A friend and I wanted to take a course in Women's studies through the lens of women in the Bible. We talked with our religion professor and she agreed to offer a study to us. When we met for the first time she asked us questions about the readings and we responded. We got outside her office and my friend looked at me and asked, "Were we reading the same material?" He thought he had missed something but his perspective is different from mine. Being a woman I could answer the questions he couldn't because he had never thought about the stories from that framework.
Why are we starting with all this? Because I want this to be our framework to remember we are all hearing this differently from one another and I want us to delve into this scripture in ways which might be uncomfortable because you don't experience life in this way.

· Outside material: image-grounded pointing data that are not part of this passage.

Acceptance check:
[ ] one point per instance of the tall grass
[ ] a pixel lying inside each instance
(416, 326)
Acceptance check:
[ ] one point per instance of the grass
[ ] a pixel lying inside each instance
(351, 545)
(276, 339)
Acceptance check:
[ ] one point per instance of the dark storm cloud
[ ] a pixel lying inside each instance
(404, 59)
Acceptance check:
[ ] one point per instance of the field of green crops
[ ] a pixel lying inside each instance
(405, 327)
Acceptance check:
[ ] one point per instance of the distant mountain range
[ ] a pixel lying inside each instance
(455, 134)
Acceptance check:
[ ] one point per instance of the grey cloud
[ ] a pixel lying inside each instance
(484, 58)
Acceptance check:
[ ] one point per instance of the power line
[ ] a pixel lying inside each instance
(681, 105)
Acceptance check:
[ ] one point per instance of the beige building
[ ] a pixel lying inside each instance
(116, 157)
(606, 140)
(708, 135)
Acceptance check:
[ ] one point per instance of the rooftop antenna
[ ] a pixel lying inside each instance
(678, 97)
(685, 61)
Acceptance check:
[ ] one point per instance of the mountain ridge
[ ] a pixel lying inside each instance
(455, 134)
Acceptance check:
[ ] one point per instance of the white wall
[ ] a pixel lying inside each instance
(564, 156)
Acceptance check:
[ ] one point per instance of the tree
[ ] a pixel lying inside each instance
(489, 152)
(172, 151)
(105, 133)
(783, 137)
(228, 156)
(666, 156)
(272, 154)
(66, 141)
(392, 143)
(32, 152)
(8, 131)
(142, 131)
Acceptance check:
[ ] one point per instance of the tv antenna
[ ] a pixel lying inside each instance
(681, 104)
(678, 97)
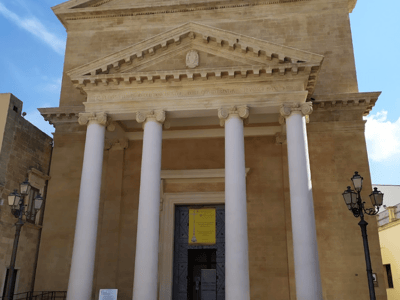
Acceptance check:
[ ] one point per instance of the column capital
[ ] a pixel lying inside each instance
(304, 108)
(89, 118)
(155, 115)
(224, 113)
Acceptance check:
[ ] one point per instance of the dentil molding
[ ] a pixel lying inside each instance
(240, 111)
(287, 108)
(152, 115)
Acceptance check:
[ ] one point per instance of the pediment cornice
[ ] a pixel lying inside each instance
(358, 101)
(250, 57)
(95, 9)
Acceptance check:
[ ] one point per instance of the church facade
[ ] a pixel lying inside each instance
(200, 152)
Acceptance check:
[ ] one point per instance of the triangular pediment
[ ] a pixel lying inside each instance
(222, 49)
(220, 53)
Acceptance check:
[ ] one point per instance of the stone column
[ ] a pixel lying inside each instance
(146, 260)
(110, 217)
(237, 283)
(83, 254)
(306, 262)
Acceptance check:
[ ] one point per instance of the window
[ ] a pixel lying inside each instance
(31, 214)
(389, 276)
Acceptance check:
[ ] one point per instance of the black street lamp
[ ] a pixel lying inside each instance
(16, 202)
(356, 206)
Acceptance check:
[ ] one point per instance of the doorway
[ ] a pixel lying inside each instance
(190, 259)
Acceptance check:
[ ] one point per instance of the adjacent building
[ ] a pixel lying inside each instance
(246, 114)
(25, 152)
(389, 232)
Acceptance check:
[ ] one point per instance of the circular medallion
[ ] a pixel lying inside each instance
(192, 59)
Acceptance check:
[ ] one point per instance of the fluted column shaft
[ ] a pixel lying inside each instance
(306, 262)
(237, 283)
(84, 250)
(146, 261)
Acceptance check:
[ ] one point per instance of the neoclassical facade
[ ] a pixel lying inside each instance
(248, 108)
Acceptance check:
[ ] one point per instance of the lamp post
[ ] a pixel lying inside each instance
(356, 206)
(17, 204)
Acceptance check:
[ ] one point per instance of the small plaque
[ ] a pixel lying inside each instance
(192, 59)
(109, 294)
(202, 226)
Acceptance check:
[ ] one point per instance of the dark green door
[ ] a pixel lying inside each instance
(190, 259)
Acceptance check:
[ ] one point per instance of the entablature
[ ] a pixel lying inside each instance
(349, 101)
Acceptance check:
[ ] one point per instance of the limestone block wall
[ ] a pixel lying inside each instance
(337, 149)
(24, 147)
(318, 26)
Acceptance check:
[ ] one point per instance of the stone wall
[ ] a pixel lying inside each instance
(24, 148)
(318, 26)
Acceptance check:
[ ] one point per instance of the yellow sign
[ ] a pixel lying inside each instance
(202, 227)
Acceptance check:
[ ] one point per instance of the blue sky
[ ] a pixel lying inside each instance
(32, 52)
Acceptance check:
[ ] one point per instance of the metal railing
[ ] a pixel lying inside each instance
(53, 295)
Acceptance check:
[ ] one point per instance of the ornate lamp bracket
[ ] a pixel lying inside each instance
(100, 118)
(152, 115)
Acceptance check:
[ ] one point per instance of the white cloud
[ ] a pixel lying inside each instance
(36, 119)
(51, 85)
(383, 137)
(35, 27)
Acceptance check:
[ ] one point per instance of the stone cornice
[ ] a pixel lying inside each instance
(250, 46)
(100, 118)
(359, 101)
(116, 144)
(71, 11)
(304, 108)
(224, 113)
(156, 115)
(227, 73)
(256, 58)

This text has always been used as the jumping off point in the church for where sin enters the world. With this perspective it has put a weight on women as the ones who bring this into the world. Now remember we all have different perspectives and I'm not saying yours is wrong, but please listen to the next things. The commentator this week put the blame on blame. Once we start blaming one another this is where things have gone into realizing sin in the world.
I want to consider another perspective on this though. Shame. Shame separates us from knowing how beloved we are from God. They, Adam and Eve, became aware of their nakedness and were ashamed. Shame separated them from one another and God.
Think about it this way. If we really think God is all knowing and all seeing doesn't God know every bit of us. All those thoughts we hide from others. All those actions we have taken in our life. All our nakedness and doesn't thinking about that make us feel entirely too vulnerable and when we feel too vulnerable our defenses start to come up. We want to clothe ourselves from that reality. We are ashamed to think too deeply about it because God can't possibly love all that, yet God does.
The more we put up the defenses. The more we don't see those ugly places as beloved we separate ourselves out and from the love that made us. It is so much easier to concentrate on the ways we sin than to explore the depths of where we feel outside of God's love. It is a much easier way to go through this season. What is harder is to see how we feel separated from God.
What things do we hide in order to believe they are hidden from God? What things do we clothe and stifle in order to hide our own shame. Our own core belief that we are separated from God. When all God wants to do is to clothe those places in redemption. They are thrown as far as the east is from the west, but we still continue to hide them.
Maybe this Lent it is time to take those out of our closet. To know God sees all of us and yes, still loves it all. We have been marked as Christs own and when we live fully into that we can then love others the way God intends for us to.